All this, against a background of unprecedented Treasury surpluses, sets the stage for the agricultural policy debate in Congress that will lead, it is hoped, to a new farm bill by the time the current seven-year law expires at the end of 2002.

But although the U.S. went into 2001 on the heels of an "astonishing" 39 consecutive quarters of economic expansion, including some of the strongest fiscal periods of anytime in the country's history, Lange says the state of the economy for the rest of this year is one of anxiety.

The roller coaster stock market "has reduced the perceived wealth of most Americans and rising energy prices have brought new concerns about our economic security." The USDA is estimating net farm income for 2001 at the lowest level since 1995.

While some economic forecasters "find fertile ground in planting seeds of recession fears," he says, the U.S. economy has the capacity to sustain a 2.5 percent to 3.5 percent growth in Gross Domestic Product while coping with higher energy prices and stock market volatility. "Our economy isn't recession-proof, but the pressures thus far aren't sufficient to point to declines in real GDP." Employment and business expansion have continued strong, and inflation for 2000 was a modest 3.4 percent.

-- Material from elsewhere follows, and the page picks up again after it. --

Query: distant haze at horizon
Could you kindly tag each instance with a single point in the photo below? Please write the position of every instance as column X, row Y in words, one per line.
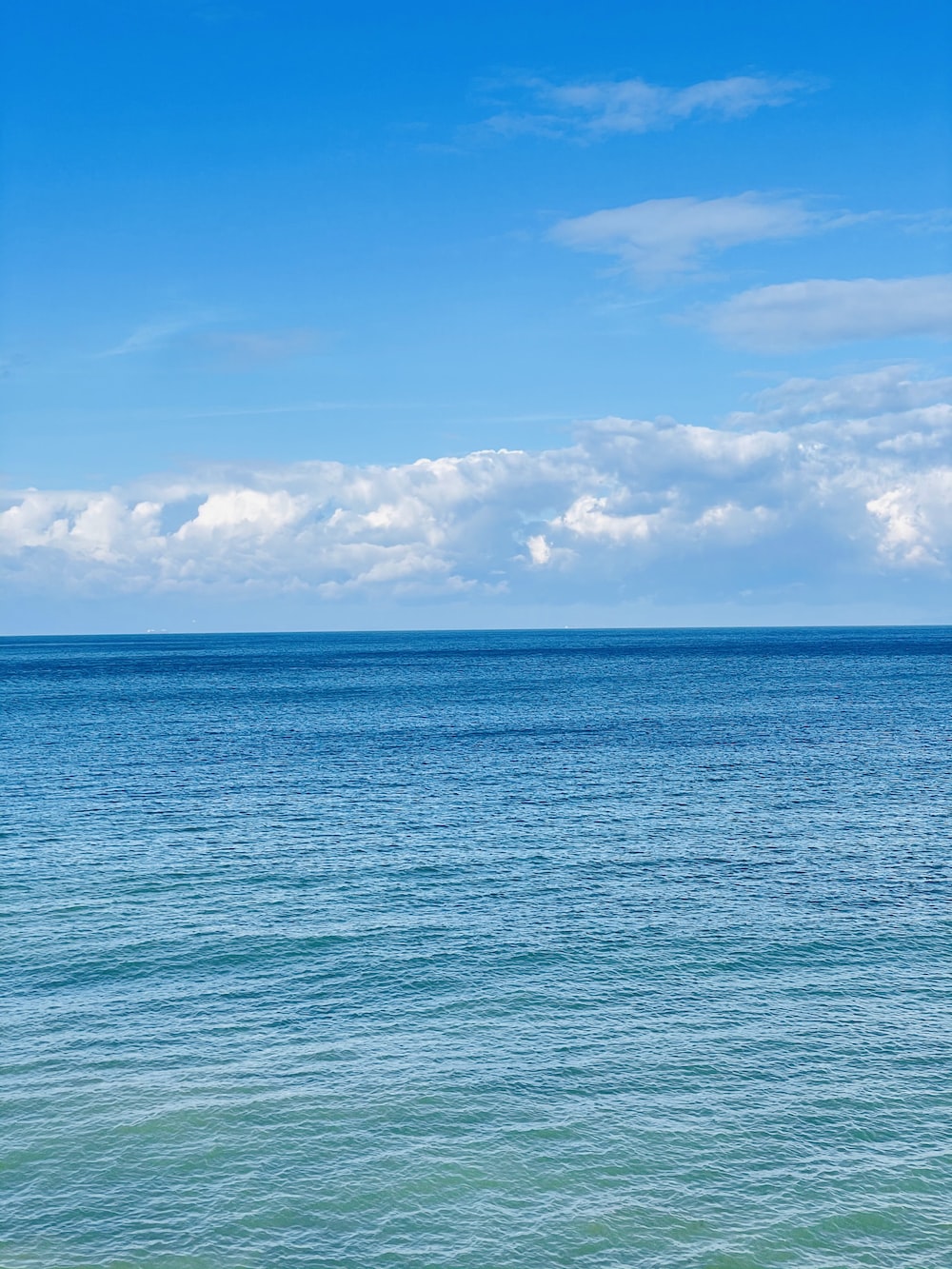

The biggest kick in the pocketbook has been in the energy sector, with natural gas prices almost tripling during the past year, and crude oil and diesel rising sharply. "If these price increases are maintained, the cost of producing cotton will rise substantially in 2001," Lange warned.

With a federal "on budget" surplus of perhaps $2.3 trillion by 2010, lawmakers will be faced with allocating it to debt reduction, tax cuts, or spending increases. "The long run economic impact of these choices is considerable," Lange says. "All the alternatives have trade-offs, with which policymakers must grapple.